Most teams that I work with don’t have a good method for prioritization, and it’s not because prioritization is difficult. It’s because prioritization takes a commitment of time and a structured practice to determine where to focus. Here is a seven-step method for prioritization that I recommend:

  1. Build a collective list of tasks. List all team member tasks that significantly impact results. (After your team is established, you can do this together using a virtual whiteboard.) Remove any ongoing goals such as coming in under budget or hitting revenue goals.
  2. Identify tasks between urgent versus important. Any tasks that have serious consequences to the team, business, or your customers if not completed in the next 90 days are considered urgent.
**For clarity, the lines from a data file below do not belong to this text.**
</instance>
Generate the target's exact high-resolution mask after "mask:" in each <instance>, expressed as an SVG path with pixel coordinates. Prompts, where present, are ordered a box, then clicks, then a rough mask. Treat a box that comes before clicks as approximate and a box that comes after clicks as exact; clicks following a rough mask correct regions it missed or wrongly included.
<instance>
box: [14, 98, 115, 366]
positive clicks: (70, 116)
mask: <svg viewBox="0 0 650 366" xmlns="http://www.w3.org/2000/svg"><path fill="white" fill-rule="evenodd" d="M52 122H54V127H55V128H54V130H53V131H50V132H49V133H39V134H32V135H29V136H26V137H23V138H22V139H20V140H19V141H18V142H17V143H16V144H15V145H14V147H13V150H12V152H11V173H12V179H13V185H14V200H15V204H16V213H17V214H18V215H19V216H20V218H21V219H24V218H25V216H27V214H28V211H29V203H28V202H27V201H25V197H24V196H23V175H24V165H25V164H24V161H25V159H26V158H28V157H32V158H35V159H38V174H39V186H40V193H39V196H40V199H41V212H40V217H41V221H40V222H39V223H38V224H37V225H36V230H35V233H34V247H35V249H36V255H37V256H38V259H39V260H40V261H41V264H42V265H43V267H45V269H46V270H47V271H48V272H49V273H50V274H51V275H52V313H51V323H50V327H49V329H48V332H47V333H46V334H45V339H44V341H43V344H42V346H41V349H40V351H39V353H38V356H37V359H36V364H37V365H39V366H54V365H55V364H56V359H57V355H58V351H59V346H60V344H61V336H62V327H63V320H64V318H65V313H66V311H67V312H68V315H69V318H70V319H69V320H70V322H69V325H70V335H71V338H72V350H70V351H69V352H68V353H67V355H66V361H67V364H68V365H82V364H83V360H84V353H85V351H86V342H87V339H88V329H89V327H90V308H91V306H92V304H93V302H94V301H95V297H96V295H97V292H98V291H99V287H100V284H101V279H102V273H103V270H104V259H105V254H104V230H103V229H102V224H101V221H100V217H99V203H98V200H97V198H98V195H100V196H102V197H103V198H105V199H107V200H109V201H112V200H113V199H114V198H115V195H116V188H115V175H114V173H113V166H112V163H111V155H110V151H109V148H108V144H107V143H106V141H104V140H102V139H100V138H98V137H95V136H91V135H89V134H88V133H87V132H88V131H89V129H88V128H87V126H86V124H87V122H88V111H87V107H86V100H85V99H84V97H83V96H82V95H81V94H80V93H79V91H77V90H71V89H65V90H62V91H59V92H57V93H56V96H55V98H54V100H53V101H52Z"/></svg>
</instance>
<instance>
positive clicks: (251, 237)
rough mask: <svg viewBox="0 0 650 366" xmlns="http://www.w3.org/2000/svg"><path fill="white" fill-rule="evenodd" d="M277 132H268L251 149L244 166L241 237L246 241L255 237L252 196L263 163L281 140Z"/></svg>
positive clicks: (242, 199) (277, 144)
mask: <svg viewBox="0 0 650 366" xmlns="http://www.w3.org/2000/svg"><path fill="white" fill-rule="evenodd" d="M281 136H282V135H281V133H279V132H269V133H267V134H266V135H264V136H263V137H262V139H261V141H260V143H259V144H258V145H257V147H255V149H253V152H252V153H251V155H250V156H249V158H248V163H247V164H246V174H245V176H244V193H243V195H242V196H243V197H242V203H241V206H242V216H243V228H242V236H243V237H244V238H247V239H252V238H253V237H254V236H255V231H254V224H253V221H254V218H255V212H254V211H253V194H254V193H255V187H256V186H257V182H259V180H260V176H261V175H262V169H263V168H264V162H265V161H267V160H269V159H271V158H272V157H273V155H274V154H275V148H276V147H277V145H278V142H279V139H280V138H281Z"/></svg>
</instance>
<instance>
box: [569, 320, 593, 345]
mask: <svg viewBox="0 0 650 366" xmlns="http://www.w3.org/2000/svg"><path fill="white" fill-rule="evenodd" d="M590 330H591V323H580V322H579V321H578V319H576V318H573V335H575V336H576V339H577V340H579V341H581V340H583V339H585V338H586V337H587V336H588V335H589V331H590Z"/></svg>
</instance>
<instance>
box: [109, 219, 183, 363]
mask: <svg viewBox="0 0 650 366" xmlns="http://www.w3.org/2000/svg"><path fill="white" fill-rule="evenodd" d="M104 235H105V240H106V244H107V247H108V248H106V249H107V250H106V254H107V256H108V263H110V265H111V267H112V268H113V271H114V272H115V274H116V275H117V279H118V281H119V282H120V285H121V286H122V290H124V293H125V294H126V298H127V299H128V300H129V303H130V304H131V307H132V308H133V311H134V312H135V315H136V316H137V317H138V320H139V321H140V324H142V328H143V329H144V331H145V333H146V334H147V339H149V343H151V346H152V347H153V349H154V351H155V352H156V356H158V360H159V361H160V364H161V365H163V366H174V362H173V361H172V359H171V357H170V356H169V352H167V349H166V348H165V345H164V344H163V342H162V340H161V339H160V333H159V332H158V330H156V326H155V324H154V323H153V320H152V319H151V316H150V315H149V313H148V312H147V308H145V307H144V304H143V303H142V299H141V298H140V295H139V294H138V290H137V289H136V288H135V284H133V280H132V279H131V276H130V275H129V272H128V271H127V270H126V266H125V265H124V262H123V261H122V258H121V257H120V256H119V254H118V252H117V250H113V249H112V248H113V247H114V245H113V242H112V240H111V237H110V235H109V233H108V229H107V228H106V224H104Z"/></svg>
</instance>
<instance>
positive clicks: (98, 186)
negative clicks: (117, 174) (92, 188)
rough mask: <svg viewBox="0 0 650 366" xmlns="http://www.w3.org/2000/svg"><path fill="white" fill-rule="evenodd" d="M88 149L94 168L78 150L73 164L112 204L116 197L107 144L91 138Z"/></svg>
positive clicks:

Focus on the following to help you break down tasks into the two categories:
    • Put tasks in one of two columns: Urgent or Important.
    • Analyze the value for each urgent and important task to the team and business by assessing the level of impact each task has to people, process, or profit.
    • Rank them in order of urgency first, followed by value.
    • Analyze dependencies necessary to complete urgent tasks.
  3. Define tasks that always take priority. These tasks can be major client requests, CEO requests, or system breakdowns that immediately move to the top of the urgent column.
  4. Determine time, resources, and effort required. Making this determination is helpful when you have too many priorities. It helps you decide whether to check off the low effort priorities first or start on high effort priorities.
  5. Start cutting. Only focus on priorities that your team can reasonably accomplish in the next three to six months with the time and people resources you have available. If accomplishing more priorities is necessary, ask for more resources.
  6. Assign tasks and review regularly. Clarify what needs to be done to accomplish the priority, who is going to do what, and when the tasks need to be finished. Review progress on priorities consistently with your team.
  7. Be ready to adjust. Change happens every day at a rapid pace. Prepare your team members for shifting priorities by keeping them updated on any recent developments or company decisions that may impact their priorities.

Virtual team members can easily get off track if priorities aren’t clear and progress isn’t regularly assessed. Keep in mind that your team members should only have one top priority at a time or else they’ll think everything is important, won’t understand what matters most, and will have difficulty deciding on where to focus.

Always communicate to your team that although one person may be the expert assigned to complete a task or priority, the entire team is responsible for achieving it. This creates a shared team goal and support for team priorities, no matter where someone is located.

What do you want your virtual team to be known for

If your virtual team doesn’t have a good team brand or reputation from the get-go, changing poor first impressions can be an uphill battle. With a lack of face-to-face interactions, social outings (where team members can get to know each other), or personal contact with others, after your team has lost credibility, your virtual team leader and all team members will need to work hard to regain it. That’s why I recommend that in collaboration with your team members, you discuss and agree on what you want to be known for or what you want others — whether it’s other teams, customers, vendors, or the CEO — to say about you.

Maybe your team wants to be known as the go-to experts or the fastest problem solvers in the west. Whatever it is, discuss and agree as a team on how you all can achieve this recognition in every interaction and with every opportunity.